Corpora: JHU CLSP Workshop 2000 - Summer Internships

From: Amy Berdann (berdann@jhu.edu)
Date: Thu Jan 27 2000 - 17:16:04 MET

  • Next message: LDC Office: "Corpora: SWITCHBOARD-1 Price Reduction"

    Dear Colleague:

    The Center for Language and Speech Processing at the Johns Hopkins
    University is offering a unique summer internship opportunity, which
    we would like you to bring to the attention of your best students in
    the current junior class.

    This internship is unique in the sense that the selected students will
    participate in cutting edge research as full members alongside leading
    scientists from industry, academia, and the government. The exciting
    nature of the internship is the exposure of the undergraduate students
    to the emerging fields of language engineering, such as automatic
    speech recognition (ASR). natural language processing (NLP), machine
    translation (MT), and speech synthesis (ITS).

    We are specifically looking to attract new talent into the field and,
    as such, do not require the students to have prior knowledge of
    language engineering technology. Please take a few moments to
    nominate suitable bright students who may be interested in this
    internship. On-line applications for the program can be found at
    http://www.clsp.jhu.edu/workshops along with additional information
    regarding plans for the 2000 Workshop and information on past
    workshops. The application deadline is January 28, 2000.

    If you have questions, please contact us by phone (410-516-7730),
    e-mail
    (sec@clsp.jhu.edu) or via the Internet (http://www.clsp.jhu.edu).

                                            Sincerely,

            
                                            Frederick Jelinek
                                            J.S. Smith Professor and Director

    Project Descriptions3

    1. Reading Comprehension

    Building a computer system that can acquire information by reading
    texts has been a long standing goal of computer science. Consider
    designing a computer system that can take the following third grade
    reading comprehension exam.

      How Maple Syrup is Made
      Maple syrup comes from sugar maple trees. At one time, maple syrup
    was used to make sugar. This is why the tree is called a "sugar"
    maple tree. Sugar maple trees make sap. Farmers collect the sap.
    The best time to collect sap is in February and March. The nights
    must be cold and the days warm. The farmer drills a few small holes
    in each
    tree. He puts a spout in each hole. Then he hangs a bucket on the
    end of each spout.
    The bucket has a cover to keep rain and snow out. The sap drips into
    the bucket. About 10 gallons of sap come from each hole.
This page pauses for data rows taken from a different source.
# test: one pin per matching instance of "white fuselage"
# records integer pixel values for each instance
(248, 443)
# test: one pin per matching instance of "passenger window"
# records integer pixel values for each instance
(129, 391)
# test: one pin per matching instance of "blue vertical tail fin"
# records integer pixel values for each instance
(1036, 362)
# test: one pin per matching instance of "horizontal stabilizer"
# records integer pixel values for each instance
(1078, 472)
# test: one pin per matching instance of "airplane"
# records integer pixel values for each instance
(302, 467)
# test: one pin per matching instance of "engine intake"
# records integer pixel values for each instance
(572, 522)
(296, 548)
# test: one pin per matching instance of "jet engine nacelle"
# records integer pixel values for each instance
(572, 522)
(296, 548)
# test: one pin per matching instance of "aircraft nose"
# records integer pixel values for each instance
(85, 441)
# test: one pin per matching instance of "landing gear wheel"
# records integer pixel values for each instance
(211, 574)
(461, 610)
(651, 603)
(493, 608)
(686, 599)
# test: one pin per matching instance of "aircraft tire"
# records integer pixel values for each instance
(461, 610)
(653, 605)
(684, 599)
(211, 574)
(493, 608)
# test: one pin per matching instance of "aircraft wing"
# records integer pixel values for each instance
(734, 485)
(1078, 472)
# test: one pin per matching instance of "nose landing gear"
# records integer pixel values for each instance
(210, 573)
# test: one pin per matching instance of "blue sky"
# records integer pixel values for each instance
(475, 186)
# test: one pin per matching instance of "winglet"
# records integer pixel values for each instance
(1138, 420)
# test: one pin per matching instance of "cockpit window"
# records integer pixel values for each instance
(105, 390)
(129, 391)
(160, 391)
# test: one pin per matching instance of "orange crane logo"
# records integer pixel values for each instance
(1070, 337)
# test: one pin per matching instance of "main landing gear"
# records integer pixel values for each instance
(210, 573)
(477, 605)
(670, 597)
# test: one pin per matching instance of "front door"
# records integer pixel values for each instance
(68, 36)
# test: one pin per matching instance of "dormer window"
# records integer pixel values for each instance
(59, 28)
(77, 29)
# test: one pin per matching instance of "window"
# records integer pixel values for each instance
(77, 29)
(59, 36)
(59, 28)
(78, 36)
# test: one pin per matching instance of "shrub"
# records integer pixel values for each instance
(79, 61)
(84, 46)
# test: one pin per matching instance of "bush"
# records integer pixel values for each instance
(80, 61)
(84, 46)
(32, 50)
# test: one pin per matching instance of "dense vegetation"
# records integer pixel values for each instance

      1. Who collects maple sap? (Farmers)
      2. What does the farmer hang from a spout? (A bucket)
      3. When is sap collected? (February and March)
      4. Where does the maple sap come from? (Sugar maple trees)
      5. Why is the bucket covered? (to keep rain and snow out)

    Such exams measure understanding by asking a variety of questions.
    Different types of questions probe different aspects of understanding.

    Existing techniques currently earn roughly a 40% grade; still failing
    but encouraging. We will investigate methods by which a computer can
    understand the text better, and hope that by the end of the workshop
    the computer will be ready to move on to the fourth grade!

    2. Mandarin-English Information (MEI)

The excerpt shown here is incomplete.